Methodology
System Architecture¶
graph LR
A[Task Definitions] --> C{Test Generator}
B[Difficulty Parameters] --> C
C -->|Test:text| D{Template}
C -->|Target:text| K
D -->|Test:prompt| E[[LLM Tokenizer]]
E -->|Input:tokens| F((LLM Inference))
F -->|Output:logprobs| G{Sampling}
G -->|Output:tokens| H[[LLM Tokenizer]]
H -->|Output:text| I{Parse}
I -->|Thought:text| J[Analysis]
I -->|Answer:text| K{Compare}
K -->|Success:bool| J
style A fill:#e1f5fe
style B fill:#e1f5fe
style J fill:#f3e5f5
style K fill:#fff3e0
style D fill:#fff3e0
style I fill:#fff3e0
style G fill:#fff3e0
style C fill:#e8f5e8
See Also:
- Task Documentation for detailed task generator implementations
- Configuration Guide for template and sampler definitions
- Tools Overview for the complete evaluation pipeline
Information Processing Pipeline¶
ReasonScape treats LLM evaluation as the creation of an information processing system where we stimulate the input and observe the output as text - but the information is transformed several times:
- Task Generator creates parametric test instances with controlled difficulty
- Template Engine formats tests according to model-specific chat templates
- Tokenizer converts prompts to token sequences (with measurable spectral signatures)

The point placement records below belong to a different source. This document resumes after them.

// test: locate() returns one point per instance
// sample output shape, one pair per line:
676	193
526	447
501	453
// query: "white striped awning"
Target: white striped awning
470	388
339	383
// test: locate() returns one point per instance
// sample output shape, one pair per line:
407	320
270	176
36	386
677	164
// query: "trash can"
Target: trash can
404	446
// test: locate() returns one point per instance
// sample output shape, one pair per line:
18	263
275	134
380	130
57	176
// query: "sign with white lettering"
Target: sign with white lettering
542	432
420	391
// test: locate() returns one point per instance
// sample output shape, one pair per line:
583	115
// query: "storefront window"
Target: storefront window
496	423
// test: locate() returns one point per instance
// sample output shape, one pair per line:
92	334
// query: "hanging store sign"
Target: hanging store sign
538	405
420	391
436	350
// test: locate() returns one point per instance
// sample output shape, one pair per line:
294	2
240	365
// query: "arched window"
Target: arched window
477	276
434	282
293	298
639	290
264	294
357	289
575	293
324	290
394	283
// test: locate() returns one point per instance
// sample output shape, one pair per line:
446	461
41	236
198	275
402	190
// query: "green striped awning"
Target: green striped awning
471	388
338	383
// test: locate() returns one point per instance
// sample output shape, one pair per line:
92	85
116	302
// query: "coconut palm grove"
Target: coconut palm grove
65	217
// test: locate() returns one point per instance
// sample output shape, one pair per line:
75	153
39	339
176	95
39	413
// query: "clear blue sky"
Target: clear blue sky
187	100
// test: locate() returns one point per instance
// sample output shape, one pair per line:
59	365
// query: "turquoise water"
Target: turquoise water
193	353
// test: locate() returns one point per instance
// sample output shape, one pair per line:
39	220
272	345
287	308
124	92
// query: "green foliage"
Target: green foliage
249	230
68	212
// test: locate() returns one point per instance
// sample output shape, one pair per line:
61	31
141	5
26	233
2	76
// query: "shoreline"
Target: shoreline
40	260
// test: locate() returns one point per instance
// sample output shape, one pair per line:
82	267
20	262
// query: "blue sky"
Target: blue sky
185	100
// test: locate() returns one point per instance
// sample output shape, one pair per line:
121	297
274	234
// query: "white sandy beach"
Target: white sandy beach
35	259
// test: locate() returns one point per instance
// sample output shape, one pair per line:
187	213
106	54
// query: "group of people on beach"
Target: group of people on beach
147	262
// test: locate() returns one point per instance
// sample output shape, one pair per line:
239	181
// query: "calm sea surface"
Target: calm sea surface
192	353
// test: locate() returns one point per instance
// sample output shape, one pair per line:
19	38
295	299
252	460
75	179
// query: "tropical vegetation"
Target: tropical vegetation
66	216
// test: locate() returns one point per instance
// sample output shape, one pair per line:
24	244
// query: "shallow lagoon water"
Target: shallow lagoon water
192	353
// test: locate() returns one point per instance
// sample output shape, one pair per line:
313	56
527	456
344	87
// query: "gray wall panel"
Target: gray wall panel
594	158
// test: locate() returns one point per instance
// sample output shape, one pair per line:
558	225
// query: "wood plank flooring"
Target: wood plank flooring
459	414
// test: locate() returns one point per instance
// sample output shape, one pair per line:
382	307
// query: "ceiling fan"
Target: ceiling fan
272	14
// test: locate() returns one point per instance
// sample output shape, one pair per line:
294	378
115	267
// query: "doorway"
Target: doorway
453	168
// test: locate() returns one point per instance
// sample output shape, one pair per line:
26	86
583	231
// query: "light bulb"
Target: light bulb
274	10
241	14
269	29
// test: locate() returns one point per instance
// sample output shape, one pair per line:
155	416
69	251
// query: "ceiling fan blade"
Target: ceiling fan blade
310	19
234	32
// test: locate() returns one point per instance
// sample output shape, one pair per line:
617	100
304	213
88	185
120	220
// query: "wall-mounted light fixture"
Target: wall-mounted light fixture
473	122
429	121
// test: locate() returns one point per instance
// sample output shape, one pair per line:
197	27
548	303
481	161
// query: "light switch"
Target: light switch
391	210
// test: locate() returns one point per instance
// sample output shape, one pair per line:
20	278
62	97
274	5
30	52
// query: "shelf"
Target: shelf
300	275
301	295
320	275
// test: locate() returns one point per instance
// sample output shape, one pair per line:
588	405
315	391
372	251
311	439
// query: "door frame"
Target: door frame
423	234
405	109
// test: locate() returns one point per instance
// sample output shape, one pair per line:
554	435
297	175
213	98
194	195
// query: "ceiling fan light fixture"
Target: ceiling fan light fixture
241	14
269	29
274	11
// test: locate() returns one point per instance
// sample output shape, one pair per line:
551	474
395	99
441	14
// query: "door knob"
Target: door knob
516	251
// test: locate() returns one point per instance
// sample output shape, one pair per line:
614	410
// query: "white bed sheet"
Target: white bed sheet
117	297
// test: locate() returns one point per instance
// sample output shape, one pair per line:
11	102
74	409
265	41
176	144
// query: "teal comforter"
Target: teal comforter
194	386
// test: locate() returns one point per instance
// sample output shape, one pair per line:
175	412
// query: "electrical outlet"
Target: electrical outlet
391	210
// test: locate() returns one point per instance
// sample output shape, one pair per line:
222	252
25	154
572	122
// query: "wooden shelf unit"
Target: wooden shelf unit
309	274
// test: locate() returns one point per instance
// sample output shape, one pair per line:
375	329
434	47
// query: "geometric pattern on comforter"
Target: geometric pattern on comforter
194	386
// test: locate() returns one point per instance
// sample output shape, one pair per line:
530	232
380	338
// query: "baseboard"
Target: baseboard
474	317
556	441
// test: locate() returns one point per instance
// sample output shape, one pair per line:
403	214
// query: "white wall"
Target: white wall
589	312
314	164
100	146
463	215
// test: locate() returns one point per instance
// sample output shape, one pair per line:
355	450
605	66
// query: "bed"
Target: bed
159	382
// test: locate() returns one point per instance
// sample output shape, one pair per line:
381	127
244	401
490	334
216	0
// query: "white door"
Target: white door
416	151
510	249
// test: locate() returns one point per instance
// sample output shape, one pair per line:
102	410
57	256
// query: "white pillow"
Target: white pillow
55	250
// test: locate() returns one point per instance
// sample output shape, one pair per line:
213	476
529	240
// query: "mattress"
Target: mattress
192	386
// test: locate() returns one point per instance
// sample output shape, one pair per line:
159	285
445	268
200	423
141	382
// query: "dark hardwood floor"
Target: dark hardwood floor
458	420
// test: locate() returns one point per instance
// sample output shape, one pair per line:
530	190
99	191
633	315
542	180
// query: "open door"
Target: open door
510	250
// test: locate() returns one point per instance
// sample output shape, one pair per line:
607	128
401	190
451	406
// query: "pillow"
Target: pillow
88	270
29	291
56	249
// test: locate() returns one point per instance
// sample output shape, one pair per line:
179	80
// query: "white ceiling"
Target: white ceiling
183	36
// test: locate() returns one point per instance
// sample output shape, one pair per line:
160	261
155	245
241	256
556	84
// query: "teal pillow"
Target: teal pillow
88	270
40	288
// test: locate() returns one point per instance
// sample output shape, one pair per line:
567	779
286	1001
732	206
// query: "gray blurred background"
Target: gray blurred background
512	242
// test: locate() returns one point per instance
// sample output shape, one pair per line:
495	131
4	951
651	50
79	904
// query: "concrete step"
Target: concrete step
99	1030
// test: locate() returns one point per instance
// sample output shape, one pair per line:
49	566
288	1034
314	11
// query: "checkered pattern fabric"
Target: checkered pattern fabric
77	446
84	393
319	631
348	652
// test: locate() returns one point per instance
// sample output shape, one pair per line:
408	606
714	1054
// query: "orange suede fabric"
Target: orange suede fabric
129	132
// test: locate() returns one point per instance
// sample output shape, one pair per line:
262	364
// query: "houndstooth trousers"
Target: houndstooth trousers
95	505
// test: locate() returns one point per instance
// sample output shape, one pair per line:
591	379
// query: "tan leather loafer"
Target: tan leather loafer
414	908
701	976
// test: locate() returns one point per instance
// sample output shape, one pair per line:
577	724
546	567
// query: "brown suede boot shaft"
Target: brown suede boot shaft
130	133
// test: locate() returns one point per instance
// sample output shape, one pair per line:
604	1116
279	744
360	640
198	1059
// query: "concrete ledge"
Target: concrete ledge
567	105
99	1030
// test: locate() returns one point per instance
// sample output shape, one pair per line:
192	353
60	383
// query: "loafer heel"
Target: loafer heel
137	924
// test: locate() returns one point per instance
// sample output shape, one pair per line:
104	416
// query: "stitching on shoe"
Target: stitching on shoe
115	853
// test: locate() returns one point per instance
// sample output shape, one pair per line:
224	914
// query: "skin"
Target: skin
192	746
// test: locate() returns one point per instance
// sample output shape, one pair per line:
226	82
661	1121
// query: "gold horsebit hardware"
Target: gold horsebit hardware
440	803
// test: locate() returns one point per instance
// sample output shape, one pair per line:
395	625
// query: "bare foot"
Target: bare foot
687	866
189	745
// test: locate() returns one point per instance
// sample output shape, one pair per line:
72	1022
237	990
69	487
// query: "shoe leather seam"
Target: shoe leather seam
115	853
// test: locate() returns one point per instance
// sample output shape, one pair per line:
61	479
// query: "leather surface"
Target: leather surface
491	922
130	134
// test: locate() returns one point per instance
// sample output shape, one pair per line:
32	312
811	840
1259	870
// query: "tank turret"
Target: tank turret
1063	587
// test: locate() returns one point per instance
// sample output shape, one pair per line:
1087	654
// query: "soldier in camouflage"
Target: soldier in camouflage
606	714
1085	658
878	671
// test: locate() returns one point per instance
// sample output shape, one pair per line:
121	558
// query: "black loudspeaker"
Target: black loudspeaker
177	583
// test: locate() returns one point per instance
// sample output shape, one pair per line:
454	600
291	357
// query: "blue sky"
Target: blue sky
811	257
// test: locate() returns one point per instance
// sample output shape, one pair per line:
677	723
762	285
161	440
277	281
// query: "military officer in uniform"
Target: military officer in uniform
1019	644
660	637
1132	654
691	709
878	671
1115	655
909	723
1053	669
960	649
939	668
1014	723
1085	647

- LLM Inference processes tokens through layers of learned parameters with non-linear activations in between
- Sampler collapses output distributions into concrete responses
- Parser extracts reasoning traces and final answers
- Evaluator compares results with statistical rigor and bias correction
When viewed through this lens we can see that LLMs produce quite complex systems - clearly there is more than 'text transformation' going on here.
LLM Sub-system Breakdown¶
This architectural breakdown reveals that the LLM system under test has multiple analyzable components:
- Chat Templates: Model-specific prompt formatting affecting performance
- Tokenizers: Text↔token conversion with distinct frequency signatures
- Inference Engines: The actual model parameters and architecture
- Sampling Strategies: Temperature, top-p, and other generation controls
Each of these contributes to the performance of the overall system and must be understood to make sure we are really measuring what we think we are!
Statistics, without Lies¶
At the core of this system is the idea that we need to understand if we have generated enough samples to achieve statistically significant results. It turns out several corrections are necessary!
Truncation Removal and Token Counts¶
Truncations are not errors in task output; they are a distinct KPI representing failures to complete the task due to context limits and are handled specially:
- Truncated responses are removed from accuracy calculations (not counted as failures)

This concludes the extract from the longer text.